Section 6002 of the PPACA seeks to mandate greater transparency in the financial relationships between manufacturers of drugs and devices and physicians. Beginning March 31, 2013, and annually thereafter, manufacturers of a covered (by Medicare or Medicaid) drug, device, or biological or medical supply must report to HHS any payments or other transfers of value to a physician or teaching hospital.41 Substantial CMPs may be imposed for failing to make the required reports.42 Transfers of value basically include anything with a value over $10 or $100 in the aggregate for the calendar year, subject to an inflation adjustment.43 In addition, Section 6002 requires that manufacturers and group purchasing organizations (GPOs) that purchase, arrange for the purchase, or negotiate the purchase of a covered drug, device, or biological or medical supply must also report ownership or investment interests held by physicians and their immediate family members in the manufacturers and GPOs.44 This requirement does not apply to ownership or investment interests in publicly traded companies. Beginning September 30, 2013, HHS will make these reports available to the public through a searchable Web site.45
Section 6401 of the PPACA, which takes effect 180 days after the new law's enactment, authorizes HHS and the Office of Inspector General of HHS (OIG) to establish procedures to screen providers and suppliers to the Medicare, Medicaid, and CHIP programs.46 The goal is to prevent fraudulent enrollment of providers and suppliers in these federal programs.

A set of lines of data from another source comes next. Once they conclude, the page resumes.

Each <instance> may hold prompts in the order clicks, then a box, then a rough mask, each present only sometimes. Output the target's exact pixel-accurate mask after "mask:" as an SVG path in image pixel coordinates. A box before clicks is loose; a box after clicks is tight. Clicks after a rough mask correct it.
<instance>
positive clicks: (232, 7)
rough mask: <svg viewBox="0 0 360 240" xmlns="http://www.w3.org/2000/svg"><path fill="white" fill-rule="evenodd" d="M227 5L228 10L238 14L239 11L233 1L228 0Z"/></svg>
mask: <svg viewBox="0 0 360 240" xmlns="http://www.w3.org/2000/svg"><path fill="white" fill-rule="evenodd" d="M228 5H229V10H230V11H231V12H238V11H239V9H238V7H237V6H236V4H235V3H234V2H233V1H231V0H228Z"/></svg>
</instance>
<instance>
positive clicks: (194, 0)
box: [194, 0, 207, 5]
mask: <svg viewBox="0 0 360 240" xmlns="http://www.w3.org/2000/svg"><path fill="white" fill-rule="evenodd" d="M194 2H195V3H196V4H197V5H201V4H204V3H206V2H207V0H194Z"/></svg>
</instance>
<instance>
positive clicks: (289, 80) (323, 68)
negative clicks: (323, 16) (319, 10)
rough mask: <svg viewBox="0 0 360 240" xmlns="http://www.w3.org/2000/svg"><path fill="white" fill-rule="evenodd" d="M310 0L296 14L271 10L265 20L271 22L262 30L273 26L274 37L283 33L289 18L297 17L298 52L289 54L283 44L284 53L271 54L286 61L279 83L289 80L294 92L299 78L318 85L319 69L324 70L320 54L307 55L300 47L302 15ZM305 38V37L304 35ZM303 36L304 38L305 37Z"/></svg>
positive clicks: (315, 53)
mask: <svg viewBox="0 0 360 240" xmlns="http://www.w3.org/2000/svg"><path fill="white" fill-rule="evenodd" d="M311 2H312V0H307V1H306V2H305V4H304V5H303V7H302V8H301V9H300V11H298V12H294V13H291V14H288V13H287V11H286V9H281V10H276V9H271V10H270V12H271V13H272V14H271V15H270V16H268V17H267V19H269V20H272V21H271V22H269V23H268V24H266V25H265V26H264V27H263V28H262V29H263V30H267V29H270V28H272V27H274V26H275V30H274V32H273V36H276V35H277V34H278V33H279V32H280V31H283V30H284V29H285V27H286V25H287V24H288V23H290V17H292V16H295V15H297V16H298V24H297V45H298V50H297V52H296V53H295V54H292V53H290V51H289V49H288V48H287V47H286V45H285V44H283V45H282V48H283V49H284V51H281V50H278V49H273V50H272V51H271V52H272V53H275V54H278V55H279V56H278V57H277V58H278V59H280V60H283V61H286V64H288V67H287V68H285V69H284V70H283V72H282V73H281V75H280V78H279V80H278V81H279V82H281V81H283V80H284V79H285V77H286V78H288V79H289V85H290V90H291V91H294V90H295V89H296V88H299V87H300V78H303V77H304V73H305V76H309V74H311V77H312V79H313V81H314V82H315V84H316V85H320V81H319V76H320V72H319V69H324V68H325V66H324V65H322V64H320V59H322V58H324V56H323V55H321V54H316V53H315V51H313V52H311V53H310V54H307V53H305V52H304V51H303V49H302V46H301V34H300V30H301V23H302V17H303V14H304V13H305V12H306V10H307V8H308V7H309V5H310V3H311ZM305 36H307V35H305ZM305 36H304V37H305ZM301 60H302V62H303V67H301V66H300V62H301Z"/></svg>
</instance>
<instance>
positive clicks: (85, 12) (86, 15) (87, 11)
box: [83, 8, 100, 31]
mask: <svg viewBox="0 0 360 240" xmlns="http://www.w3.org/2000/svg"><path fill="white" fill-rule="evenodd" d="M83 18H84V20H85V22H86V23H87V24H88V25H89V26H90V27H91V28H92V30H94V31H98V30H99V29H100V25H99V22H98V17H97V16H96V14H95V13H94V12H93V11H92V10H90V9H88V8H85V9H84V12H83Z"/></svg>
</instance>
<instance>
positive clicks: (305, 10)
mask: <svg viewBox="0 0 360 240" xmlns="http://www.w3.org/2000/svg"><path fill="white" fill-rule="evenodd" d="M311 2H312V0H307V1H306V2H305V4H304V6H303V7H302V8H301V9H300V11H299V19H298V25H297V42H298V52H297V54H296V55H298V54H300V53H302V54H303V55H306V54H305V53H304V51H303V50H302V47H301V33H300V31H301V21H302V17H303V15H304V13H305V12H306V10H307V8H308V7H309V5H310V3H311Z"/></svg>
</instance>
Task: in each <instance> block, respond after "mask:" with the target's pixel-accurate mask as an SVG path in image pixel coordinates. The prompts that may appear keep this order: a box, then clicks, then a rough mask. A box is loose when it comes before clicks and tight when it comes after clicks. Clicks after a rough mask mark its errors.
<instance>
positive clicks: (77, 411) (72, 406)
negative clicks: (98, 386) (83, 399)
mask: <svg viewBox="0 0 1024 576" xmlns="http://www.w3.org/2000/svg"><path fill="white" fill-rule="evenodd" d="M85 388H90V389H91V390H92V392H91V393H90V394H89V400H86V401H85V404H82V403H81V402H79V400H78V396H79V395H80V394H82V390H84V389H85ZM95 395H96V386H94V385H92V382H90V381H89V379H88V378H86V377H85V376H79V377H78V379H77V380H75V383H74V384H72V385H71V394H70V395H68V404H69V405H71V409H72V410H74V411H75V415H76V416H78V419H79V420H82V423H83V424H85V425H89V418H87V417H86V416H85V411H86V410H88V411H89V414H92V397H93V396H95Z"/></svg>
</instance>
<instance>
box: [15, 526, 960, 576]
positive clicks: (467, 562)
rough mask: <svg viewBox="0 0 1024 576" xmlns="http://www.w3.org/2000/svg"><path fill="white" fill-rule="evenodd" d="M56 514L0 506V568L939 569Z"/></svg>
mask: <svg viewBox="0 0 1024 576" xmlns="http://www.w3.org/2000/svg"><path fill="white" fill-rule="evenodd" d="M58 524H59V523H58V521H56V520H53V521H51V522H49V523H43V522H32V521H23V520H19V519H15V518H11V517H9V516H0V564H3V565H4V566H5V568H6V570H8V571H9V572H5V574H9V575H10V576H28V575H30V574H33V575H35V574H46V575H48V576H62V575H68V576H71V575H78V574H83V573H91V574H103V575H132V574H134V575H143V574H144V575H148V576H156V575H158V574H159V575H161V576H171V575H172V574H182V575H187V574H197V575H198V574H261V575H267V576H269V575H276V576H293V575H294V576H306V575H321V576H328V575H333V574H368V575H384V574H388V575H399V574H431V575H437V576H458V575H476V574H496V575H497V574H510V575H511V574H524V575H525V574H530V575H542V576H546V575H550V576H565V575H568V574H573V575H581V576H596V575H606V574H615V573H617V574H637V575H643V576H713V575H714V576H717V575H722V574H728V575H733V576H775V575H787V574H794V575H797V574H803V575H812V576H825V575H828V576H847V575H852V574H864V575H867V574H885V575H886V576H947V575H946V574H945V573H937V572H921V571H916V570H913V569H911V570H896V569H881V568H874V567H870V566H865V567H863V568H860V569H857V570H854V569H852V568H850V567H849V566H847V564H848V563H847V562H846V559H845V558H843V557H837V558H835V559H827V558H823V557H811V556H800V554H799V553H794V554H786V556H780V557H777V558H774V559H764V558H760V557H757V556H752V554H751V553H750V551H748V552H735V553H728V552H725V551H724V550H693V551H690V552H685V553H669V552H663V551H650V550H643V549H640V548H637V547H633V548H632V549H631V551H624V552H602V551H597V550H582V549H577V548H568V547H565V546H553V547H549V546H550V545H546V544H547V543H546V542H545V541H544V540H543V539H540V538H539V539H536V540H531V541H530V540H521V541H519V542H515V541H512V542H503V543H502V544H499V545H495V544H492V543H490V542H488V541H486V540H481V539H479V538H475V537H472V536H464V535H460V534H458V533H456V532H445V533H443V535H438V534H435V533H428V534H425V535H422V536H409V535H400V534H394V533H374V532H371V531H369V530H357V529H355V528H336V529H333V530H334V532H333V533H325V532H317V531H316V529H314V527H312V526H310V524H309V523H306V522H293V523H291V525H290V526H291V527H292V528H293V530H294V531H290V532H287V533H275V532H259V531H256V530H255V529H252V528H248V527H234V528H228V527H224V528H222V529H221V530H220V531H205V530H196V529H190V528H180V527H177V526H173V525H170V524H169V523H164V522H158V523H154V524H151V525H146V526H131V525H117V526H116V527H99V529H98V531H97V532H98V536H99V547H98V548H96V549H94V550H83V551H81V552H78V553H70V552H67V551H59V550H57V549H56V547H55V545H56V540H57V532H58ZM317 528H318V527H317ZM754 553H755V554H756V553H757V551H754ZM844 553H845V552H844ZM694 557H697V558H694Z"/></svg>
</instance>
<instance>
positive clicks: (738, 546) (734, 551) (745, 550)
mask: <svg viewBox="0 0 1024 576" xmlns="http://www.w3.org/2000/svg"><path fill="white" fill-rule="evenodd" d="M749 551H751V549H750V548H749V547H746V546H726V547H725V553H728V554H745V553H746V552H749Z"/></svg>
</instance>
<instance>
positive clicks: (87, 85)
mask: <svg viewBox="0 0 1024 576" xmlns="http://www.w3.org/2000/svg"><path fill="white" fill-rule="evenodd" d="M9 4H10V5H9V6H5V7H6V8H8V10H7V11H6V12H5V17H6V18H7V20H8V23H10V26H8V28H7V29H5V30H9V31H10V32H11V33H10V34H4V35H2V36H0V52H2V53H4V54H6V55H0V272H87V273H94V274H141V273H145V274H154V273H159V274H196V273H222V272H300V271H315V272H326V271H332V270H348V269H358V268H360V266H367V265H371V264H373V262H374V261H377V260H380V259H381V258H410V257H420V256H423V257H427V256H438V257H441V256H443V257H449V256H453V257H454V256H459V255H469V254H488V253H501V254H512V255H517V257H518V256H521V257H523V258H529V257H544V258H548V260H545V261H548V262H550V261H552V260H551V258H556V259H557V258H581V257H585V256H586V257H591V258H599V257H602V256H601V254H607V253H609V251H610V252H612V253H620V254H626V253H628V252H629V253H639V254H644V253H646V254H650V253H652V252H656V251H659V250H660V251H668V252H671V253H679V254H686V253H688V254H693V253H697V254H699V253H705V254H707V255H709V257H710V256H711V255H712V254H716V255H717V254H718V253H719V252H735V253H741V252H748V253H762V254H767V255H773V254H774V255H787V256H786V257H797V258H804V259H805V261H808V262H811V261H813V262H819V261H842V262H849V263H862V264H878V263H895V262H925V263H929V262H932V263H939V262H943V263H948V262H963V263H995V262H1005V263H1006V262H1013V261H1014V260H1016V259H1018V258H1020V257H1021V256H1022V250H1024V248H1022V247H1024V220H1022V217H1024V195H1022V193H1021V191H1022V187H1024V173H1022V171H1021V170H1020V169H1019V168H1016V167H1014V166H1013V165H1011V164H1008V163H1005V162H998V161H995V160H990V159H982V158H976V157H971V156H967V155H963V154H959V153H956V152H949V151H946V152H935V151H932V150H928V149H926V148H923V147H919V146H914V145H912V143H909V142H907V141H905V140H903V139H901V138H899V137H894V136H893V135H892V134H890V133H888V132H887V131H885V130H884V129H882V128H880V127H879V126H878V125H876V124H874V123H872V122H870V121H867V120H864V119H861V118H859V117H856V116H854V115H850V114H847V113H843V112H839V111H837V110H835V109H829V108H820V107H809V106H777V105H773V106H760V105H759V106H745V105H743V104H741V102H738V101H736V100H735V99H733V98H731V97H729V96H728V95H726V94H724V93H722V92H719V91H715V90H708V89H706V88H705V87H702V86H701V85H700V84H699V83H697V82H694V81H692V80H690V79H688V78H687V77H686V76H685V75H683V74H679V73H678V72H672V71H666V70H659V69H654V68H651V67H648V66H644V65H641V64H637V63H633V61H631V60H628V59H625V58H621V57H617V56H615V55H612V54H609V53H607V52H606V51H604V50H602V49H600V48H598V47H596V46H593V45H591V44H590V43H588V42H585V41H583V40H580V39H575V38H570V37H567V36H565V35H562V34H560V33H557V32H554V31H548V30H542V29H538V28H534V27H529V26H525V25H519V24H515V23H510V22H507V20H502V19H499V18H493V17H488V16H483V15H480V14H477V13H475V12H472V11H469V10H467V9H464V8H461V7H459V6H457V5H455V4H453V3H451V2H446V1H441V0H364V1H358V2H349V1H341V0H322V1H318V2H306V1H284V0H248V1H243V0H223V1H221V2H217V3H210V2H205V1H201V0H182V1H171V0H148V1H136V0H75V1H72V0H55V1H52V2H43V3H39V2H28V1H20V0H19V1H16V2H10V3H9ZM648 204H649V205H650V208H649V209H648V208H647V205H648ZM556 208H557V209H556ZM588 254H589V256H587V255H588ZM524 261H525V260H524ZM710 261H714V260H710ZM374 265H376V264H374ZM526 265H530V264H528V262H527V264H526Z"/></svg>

The screening procedures must include a licensure check47 and may also involve fingerprinting and unannounced site visits.48 HHS also may require that providers and suppliers, as a condition of enrollment in the Medicare program, establish a compliance program that contains "core elements" applicable to a particular industry sector or category.49 HHS will designate these elements. Prior to the passage of the PPACA, mandatory compliance programs usually applied only when a provider or supplier entered into a corporate integrity agreement with the OIG.
Section 6408 of the PPACA provides for enhanced civil monetary penalties for making or using false records or statements material to a claim for payment under Medicare, Medicaid, and other federal healthcare programs. These enhanced penalties also apply to those who fail to grant the OIG timely access for audits, investigations, or evaluations.50 The new penalties are up to $50,000 for each false record or statement, and up to $15,000 for each day that timely access is not provided.51
Pursuant to Section 6402 of the PPACA, HHS has the authority to suspend Medicare and Medicaid payments to providers and suppliers pending an investigation of a credible allegation of fraud, unless HHS determines that good cause exists for not suspending the payments.52 Thus, under the PPACA, those suspected of fraud can have their Medicare and Medicaid payments suspended before having the opportunity to respond to allegations.
With the passage of the PPACA and the HCERA, the federal government will be focusing more intensely than ever before on preventing, uncovering, and punishing not only intentional fraud and abuse but also the failure to comply with new provisions for program integrity. The government will have a substantially enhanced set of enforcement tools and funds--and be under enormous budgetary pressure--to vigorously pursue fraud and abuse. Given the potentially ruinous penalties for even technical noncompliance, healthcare providers and suppliers will need sophisticated and pragmatic legal advice to navigate this new compliance minefield.